Kristopher Darling, Army Research Laboratory

"Within these very small grains, we have built a microstructure even smaller than the grain size because of tantalum nanoclusters," said Darling, a materials researcher in the Lightweight and Specialty Metals branch of the US Army Research Laboratory. "This doubles the strength and stability of the material, making it insensitive to deformation reactions."

The alloy can withstand high impact rates and temperatures above 80% of their melting point, up to 1,073 kelvin (about 1,472 degrees Fahrenheit).) with very little change in its microstructure.

The high strength and good electrical conductivity of this material makes it ideal for use in ballistic protection applications of armed forces, such as armored vehicles, combat equipment and other equipment for members of the military services, where the characteristics physical material could help save lives.

These mechanical properties have never been observed before in the literature on coarse or nanocrystalline materials.

"Our team is bringing the materials closer to the theoretical limit and going beyond what is perceived as possible," Solanki said.

"We went from one extreme to the other and showed that the material was just as superior at both levels," Solanki said. "We are eager to see where we can stretch this material."

Solanki thanks the Fulton Schools for allowing the innovative development of the team.
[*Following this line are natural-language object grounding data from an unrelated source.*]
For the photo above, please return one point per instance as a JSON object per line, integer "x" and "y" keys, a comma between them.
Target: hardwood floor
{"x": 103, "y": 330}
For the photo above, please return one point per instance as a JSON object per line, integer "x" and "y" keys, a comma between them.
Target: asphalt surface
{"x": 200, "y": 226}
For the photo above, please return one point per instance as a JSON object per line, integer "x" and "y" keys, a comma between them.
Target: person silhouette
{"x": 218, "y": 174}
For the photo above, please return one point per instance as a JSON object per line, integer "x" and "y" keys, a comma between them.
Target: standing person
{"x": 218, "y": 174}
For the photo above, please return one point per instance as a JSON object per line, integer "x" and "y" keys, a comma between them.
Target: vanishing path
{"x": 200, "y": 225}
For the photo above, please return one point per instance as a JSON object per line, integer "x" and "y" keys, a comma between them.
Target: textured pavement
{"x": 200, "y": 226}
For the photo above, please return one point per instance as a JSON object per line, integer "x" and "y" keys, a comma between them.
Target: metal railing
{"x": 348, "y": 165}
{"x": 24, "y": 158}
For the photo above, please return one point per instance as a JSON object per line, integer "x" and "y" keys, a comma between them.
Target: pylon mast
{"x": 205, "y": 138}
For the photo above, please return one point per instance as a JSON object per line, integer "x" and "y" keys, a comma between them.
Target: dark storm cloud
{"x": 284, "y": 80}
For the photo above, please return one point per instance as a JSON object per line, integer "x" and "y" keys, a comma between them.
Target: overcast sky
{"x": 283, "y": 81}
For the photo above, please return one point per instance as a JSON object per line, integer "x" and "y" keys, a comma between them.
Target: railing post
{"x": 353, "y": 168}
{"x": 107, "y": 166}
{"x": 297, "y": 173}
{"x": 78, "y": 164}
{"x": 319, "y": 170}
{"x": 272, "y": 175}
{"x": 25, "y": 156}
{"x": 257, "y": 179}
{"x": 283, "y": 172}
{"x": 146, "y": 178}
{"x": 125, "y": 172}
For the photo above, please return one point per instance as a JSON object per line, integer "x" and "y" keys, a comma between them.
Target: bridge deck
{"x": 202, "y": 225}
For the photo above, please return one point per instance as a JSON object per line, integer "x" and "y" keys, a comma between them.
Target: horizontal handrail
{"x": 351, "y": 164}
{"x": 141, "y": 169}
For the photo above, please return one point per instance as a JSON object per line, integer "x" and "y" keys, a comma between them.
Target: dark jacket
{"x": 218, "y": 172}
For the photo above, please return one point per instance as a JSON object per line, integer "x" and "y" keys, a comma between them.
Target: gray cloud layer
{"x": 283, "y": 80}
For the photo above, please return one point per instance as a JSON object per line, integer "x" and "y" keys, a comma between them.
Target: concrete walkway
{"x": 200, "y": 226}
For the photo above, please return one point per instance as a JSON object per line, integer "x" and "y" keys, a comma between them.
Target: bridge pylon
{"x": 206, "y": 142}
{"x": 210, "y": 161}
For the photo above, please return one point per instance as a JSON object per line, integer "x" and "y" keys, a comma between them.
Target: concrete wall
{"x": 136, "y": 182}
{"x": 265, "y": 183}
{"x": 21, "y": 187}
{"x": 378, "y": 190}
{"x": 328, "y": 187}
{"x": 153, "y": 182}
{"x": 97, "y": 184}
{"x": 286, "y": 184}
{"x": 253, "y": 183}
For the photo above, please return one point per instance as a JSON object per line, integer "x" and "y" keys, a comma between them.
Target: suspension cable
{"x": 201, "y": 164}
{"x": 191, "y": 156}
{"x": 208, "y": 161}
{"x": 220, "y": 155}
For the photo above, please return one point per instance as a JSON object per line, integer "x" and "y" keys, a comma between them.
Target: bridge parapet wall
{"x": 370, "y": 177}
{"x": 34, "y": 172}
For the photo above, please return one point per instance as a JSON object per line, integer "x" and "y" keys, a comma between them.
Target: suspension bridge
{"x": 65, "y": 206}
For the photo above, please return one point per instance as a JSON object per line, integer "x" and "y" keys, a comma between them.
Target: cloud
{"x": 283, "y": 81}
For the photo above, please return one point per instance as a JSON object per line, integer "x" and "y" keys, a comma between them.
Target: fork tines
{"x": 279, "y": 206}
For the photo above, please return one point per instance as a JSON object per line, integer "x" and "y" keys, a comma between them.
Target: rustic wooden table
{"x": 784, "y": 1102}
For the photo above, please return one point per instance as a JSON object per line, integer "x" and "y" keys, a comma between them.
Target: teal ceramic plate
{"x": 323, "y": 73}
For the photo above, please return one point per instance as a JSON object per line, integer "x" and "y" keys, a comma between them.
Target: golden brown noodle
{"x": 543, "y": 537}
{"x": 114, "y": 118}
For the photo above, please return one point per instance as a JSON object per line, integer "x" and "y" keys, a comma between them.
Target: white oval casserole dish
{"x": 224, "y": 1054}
He was able to recruit doctoral students from two disciplines to pave the way for this discovery.

In addition, collaboration with the Army Research Laboratory has made the project a success, with the team developing a stronger alloy than most other structural materials.

According to Darling, the Army Research Lab has put in place a solid program of designing nanostructured metals in bulk thermally stable for at least six years. However, the laboratory's ability to produce high quality bulk samples has allowed for additional characterization that many other universities and laboratories have not been able to do.

"It is this advantage that has led us to discover the many unique deviations of the physical and mechanical response, which open these materials to unforeseen or predicted advanced applications in extreme environments," Darling said. "We are discovering things that people did not think were possible."

The copper-tantalum alloy was originally developed to replace copper-beryllium, a high-performance alloy known for its strength, conductivity, hardness and corrosion resistance. Beryllium copper is essential for a range of applications, but handling, manufacturing and machining of beryllium can cause severe lung disease called chronic beryllium disease. For example, the International Agency for Research on Cancer and the National Toxicology Program have identified the alloy as a carcinogen.

The team is continuing its efforts to replace copper-beryllium with an equally superior metal alloy, with similarities in the mechanical properties of strength, conductivity, hardness and corrosion resistance. The alloy of copper and tantalum is a step in this direction.

Thanks to the combined efforts of the teams, the company could soon have access to extremely powerful materials without compromising the well-being and health of the people who make them.